Adds Langa, “It’s a sort of chicken-and-egg problem: the symptoms of depression make it harder to care for yourself, and those with illnesses that make them less independent often become depressed. But no matter which came first, better recognition and treatment of depression among the elderly could improve a patient’s outlook and probably reduce the burden on the family. This is especially true for those with other health problems that require complex self-management.”

Senior author Sandeep Vijan, M.D., M.S., adds, "Chronic diseases such as depression have an effect on society that extends beyond the patient. This study shows that the impact on families and caregivers is significant in terms of time and cost. The medical community often overlooks these factors when considering the best way to care for patients, but it is vitally important to consider the broad picture when making decisions on treatment and health policy."
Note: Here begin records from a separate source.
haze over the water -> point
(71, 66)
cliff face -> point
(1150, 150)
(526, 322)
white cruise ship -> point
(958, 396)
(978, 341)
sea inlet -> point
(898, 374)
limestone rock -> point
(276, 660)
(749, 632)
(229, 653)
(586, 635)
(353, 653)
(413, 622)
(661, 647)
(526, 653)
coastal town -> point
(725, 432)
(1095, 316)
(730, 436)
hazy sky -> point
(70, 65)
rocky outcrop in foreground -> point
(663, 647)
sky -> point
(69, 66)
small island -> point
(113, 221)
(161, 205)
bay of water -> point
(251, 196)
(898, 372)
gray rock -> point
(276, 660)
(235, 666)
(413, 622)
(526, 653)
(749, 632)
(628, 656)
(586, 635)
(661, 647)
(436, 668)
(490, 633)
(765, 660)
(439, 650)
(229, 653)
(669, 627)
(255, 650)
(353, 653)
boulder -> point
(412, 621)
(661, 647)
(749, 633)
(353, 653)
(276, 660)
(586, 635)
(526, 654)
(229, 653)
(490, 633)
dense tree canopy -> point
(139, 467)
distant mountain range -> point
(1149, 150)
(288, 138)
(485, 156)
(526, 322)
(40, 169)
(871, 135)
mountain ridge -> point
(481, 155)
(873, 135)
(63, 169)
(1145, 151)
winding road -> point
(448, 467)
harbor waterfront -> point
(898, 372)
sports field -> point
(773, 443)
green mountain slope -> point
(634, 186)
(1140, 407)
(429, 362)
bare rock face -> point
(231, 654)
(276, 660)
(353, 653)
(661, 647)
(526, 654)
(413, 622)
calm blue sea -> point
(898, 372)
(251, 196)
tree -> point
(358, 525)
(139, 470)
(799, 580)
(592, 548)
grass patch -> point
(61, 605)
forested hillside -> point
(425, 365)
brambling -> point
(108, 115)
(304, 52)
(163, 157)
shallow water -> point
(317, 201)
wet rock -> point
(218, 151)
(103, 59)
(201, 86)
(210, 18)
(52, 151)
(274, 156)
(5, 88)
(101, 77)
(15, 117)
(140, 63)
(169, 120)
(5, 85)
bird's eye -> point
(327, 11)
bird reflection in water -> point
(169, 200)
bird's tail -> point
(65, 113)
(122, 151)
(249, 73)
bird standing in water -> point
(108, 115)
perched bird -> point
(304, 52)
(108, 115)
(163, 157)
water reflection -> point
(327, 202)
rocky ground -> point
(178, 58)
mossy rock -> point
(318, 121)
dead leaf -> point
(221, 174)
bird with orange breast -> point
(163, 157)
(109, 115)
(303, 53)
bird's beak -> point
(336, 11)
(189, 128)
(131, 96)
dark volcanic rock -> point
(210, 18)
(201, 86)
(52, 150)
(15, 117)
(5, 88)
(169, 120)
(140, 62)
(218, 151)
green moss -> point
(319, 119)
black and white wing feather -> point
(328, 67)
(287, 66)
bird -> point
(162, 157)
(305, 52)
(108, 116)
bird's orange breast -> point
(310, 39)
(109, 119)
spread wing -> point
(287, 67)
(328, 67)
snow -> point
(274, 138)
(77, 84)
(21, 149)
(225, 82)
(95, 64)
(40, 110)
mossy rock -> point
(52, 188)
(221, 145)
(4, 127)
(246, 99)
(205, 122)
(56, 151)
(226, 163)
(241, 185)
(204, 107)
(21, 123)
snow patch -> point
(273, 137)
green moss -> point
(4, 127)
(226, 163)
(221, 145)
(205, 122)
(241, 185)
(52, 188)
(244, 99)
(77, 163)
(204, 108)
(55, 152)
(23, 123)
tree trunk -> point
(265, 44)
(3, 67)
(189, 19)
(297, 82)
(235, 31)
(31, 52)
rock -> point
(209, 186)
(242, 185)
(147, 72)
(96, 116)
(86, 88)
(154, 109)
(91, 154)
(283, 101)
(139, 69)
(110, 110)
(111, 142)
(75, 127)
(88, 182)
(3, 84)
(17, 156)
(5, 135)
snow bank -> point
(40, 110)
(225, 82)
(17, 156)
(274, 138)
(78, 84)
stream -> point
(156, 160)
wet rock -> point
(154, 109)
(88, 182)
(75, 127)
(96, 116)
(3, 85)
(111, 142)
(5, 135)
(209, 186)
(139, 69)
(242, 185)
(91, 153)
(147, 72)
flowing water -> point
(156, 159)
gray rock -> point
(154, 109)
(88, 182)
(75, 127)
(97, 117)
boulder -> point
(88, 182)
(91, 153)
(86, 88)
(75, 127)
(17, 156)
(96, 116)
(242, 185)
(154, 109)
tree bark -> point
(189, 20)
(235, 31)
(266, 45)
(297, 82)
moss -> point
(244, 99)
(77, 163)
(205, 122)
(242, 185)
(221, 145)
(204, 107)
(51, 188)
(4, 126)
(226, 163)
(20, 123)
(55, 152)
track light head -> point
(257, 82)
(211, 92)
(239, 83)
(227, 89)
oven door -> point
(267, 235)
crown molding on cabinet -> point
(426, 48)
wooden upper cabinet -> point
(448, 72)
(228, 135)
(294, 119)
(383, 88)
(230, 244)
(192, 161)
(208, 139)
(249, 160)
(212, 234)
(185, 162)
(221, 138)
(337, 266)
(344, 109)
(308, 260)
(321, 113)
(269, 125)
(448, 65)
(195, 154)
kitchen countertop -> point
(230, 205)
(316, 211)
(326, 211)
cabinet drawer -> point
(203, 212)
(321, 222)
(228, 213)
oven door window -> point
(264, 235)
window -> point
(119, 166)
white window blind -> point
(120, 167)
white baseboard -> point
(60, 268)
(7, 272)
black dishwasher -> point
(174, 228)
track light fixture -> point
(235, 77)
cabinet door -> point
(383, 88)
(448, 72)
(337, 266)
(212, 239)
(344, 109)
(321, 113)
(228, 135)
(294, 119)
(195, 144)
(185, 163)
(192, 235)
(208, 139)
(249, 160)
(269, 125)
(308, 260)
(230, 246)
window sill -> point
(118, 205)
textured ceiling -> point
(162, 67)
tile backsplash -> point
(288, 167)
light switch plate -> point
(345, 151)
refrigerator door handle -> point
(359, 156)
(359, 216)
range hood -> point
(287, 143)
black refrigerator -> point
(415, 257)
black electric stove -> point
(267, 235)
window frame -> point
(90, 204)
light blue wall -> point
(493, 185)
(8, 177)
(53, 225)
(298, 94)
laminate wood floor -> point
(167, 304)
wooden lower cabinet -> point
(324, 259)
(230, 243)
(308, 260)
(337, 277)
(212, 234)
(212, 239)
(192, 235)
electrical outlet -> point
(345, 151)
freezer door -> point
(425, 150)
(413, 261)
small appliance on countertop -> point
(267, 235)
Langa notes that the data used in the analysis are from 1993, before the new generation of anti-depressant medications became widely used and accepted, and before they were marketed directly to the public. The U-M team is now working to analyze data from the years 2000 and 2002, to see if there has been any change. All the data are from the Asset and Health Dynamics among the Oldest Old, or AHEAD, cohort of the Health and Retirement study.
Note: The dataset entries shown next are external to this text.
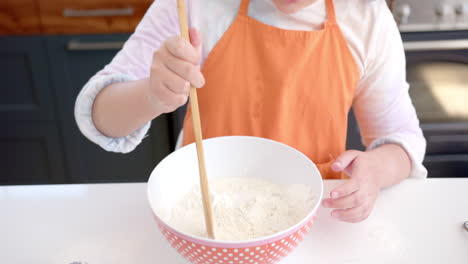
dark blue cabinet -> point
(30, 142)
(43, 144)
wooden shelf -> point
(22, 17)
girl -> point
(288, 70)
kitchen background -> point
(50, 48)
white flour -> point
(244, 208)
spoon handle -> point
(197, 131)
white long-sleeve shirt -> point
(381, 104)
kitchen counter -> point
(418, 221)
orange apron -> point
(294, 87)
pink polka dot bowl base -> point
(235, 156)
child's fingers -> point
(195, 37)
(355, 199)
(173, 81)
(184, 69)
(355, 214)
(345, 189)
(345, 160)
(182, 49)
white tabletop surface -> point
(418, 221)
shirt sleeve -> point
(133, 62)
(382, 104)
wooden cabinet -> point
(22, 17)
(19, 17)
(39, 138)
(91, 16)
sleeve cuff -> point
(417, 169)
(83, 115)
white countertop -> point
(418, 221)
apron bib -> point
(294, 87)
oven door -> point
(437, 71)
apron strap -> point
(244, 7)
(331, 17)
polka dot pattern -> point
(262, 254)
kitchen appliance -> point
(235, 156)
(435, 37)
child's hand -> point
(175, 66)
(355, 199)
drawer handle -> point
(68, 12)
(436, 45)
(105, 45)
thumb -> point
(195, 37)
(344, 160)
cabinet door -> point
(29, 136)
(25, 89)
(31, 153)
(74, 60)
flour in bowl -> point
(244, 208)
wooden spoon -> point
(197, 131)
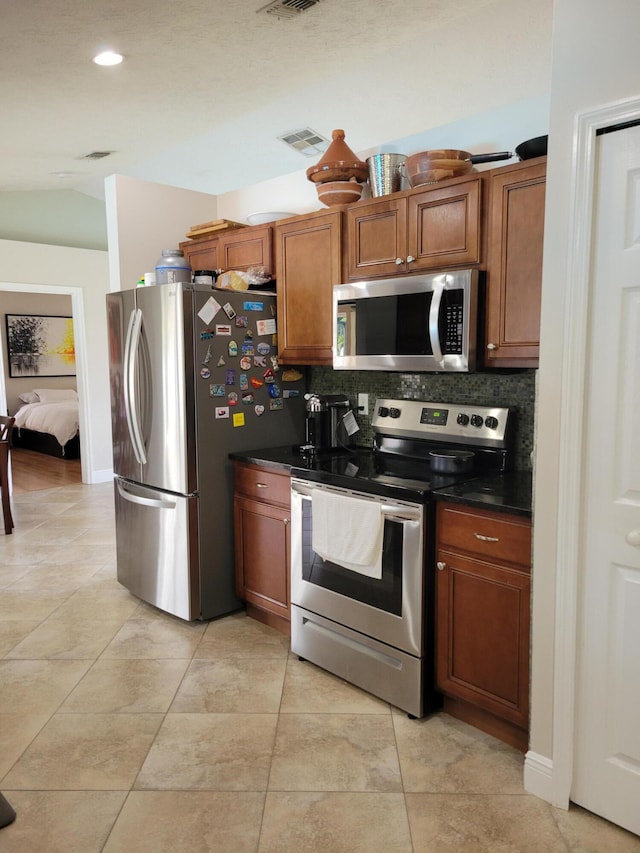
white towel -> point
(348, 531)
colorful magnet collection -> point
(258, 356)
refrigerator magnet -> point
(209, 310)
(266, 327)
(228, 310)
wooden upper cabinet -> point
(514, 264)
(202, 254)
(308, 264)
(420, 230)
(247, 247)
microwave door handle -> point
(434, 315)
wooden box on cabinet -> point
(262, 543)
(420, 230)
(514, 264)
(308, 264)
(483, 563)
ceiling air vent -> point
(287, 8)
(306, 141)
(95, 155)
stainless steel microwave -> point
(410, 323)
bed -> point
(48, 422)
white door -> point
(607, 747)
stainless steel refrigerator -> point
(194, 376)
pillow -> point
(55, 395)
(29, 397)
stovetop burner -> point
(398, 466)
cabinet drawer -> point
(487, 535)
(262, 485)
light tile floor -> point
(125, 730)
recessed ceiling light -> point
(108, 57)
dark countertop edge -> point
(517, 483)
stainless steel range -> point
(362, 543)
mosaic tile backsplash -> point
(516, 390)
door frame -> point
(572, 437)
(82, 370)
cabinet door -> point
(482, 645)
(202, 254)
(308, 263)
(262, 534)
(514, 269)
(377, 238)
(444, 227)
(247, 247)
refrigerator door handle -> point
(157, 503)
(130, 360)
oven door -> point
(389, 609)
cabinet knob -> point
(633, 538)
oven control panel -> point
(456, 422)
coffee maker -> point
(323, 421)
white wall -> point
(595, 61)
(57, 269)
(143, 219)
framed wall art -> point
(40, 346)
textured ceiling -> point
(207, 86)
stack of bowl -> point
(339, 175)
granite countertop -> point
(509, 492)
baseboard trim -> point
(538, 778)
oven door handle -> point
(400, 512)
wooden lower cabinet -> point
(262, 543)
(483, 592)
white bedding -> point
(59, 418)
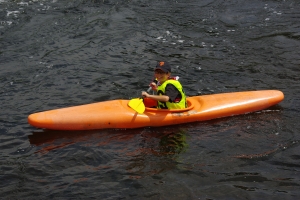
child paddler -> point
(170, 94)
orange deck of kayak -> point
(117, 113)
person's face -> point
(161, 76)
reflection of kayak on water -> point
(117, 113)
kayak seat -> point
(151, 105)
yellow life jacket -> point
(161, 90)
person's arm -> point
(161, 98)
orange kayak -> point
(117, 113)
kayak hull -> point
(117, 113)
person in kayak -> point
(170, 94)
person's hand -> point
(144, 94)
(153, 86)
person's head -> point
(162, 71)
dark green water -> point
(56, 53)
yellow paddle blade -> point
(137, 105)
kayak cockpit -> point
(151, 104)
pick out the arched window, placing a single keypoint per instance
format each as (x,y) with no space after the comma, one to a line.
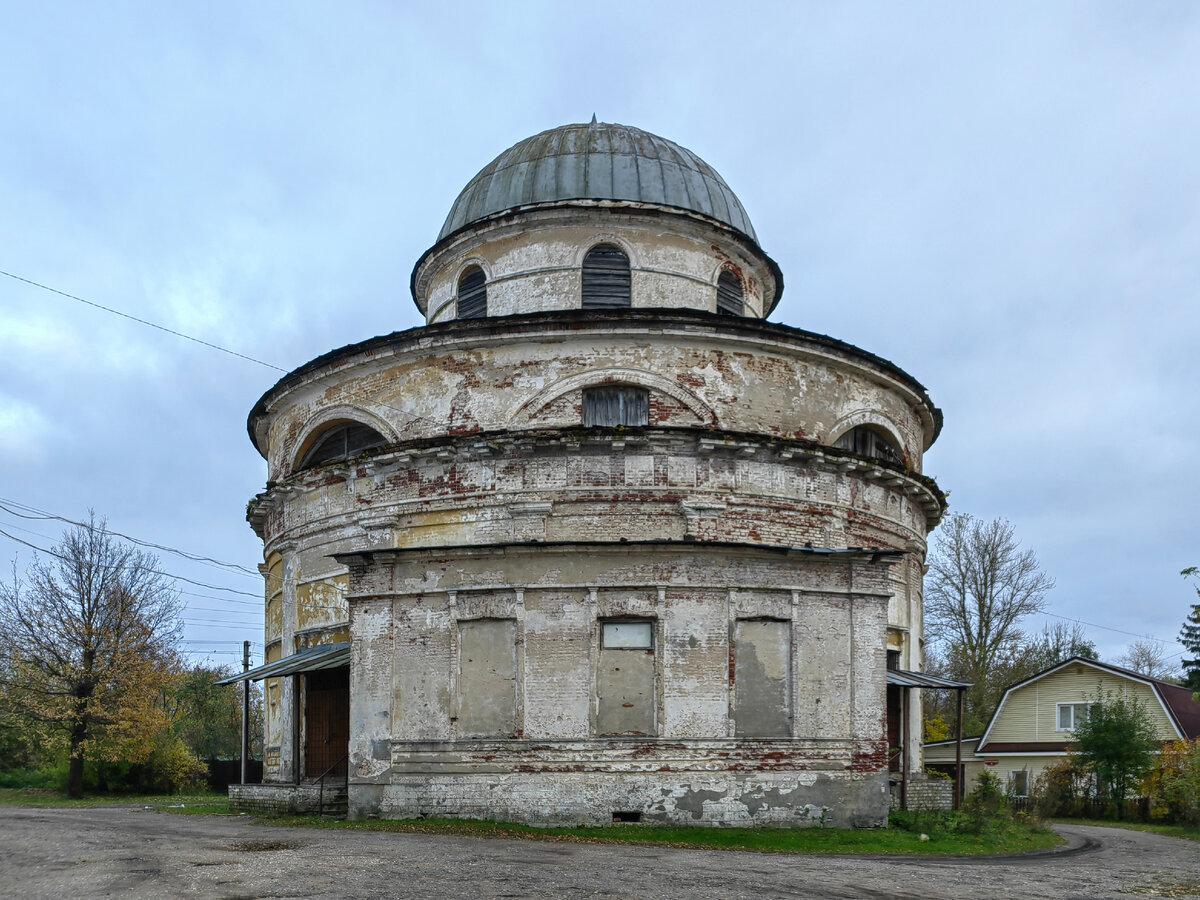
(473,294)
(342,442)
(869,441)
(606,282)
(617,405)
(729,294)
The researchers found that older women, especially those without spouses, were more likely to have many symptoms of depression. “This increased risk, combined with less social support and fewer financial means to pay for help, means they are especially likely to go without necessary care and assistance in everyday tasks,” explains Langa. He and other U-M authors published a paper in 2000 in the Journal of the American Medical Association detailing dramatic differences in home care, social support and net financial worth for disabled women as compared with disabled men.

Langa and his colleagues hope their study alerts physicians to the importance of paying extra attention to the depressive symptoms and caregiving needs of older women living alone.
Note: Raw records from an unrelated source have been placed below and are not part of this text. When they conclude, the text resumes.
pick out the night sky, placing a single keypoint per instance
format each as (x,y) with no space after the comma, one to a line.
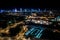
(49,4)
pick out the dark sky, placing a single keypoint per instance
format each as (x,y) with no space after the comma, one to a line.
(29,4)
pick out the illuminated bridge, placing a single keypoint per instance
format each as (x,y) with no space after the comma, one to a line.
(35,32)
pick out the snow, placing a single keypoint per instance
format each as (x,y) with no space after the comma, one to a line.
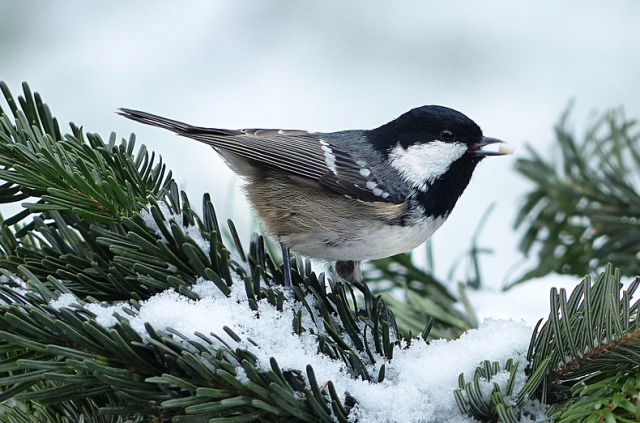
(419,381)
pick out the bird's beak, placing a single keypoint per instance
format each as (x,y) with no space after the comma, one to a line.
(478,149)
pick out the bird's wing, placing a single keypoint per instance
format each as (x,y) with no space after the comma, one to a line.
(306,157)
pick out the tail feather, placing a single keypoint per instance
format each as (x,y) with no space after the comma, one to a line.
(178,127)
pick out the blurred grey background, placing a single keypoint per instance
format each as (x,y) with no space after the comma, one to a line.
(513,67)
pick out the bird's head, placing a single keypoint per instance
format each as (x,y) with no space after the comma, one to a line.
(427,142)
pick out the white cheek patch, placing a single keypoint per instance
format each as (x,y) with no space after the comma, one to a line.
(421,164)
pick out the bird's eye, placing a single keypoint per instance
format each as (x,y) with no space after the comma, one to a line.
(447,135)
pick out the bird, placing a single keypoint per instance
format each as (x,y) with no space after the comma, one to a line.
(350,195)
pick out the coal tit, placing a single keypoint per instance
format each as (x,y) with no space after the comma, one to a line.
(351,195)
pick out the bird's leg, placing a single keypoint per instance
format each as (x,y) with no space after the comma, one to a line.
(286,259)
(350,271)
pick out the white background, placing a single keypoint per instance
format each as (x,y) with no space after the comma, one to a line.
(513,67)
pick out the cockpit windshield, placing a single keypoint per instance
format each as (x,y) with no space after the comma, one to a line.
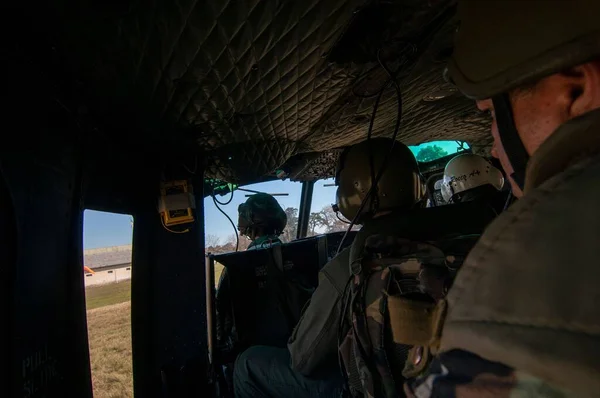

They also hope their results will give physicians, policy makers and others a better sense of the relative importance, and cost, of depression among the elderly. The U-M team previously studied the costs of informal caregiving for elderly people with other chronic conditions, including diabetes, urinary incontinence, stroke and dementia. Although the estimated cost per person of informal care was highest for people with dementia and stroke, the high incidence of depression raises the total annual national cost. In all, depression’s $9 billion cost is second only to dementia’s $18 billion cost.

“Physicians have long been aware of the difficulties faced by caregivers of patients with dementia, and the time commitment of caring for them,” says Valenstein. “This study shows that we also need to be tuned in to the time commitments and stress faced by caregivers of people with depression.”

Besides Langa, Valenstein and Vijan, the authors are Mark Fendrick, M.D. and Mohammed Kabeto, M.S. The study was funded by the National Institute on Aging and the Alzheimer’s Association.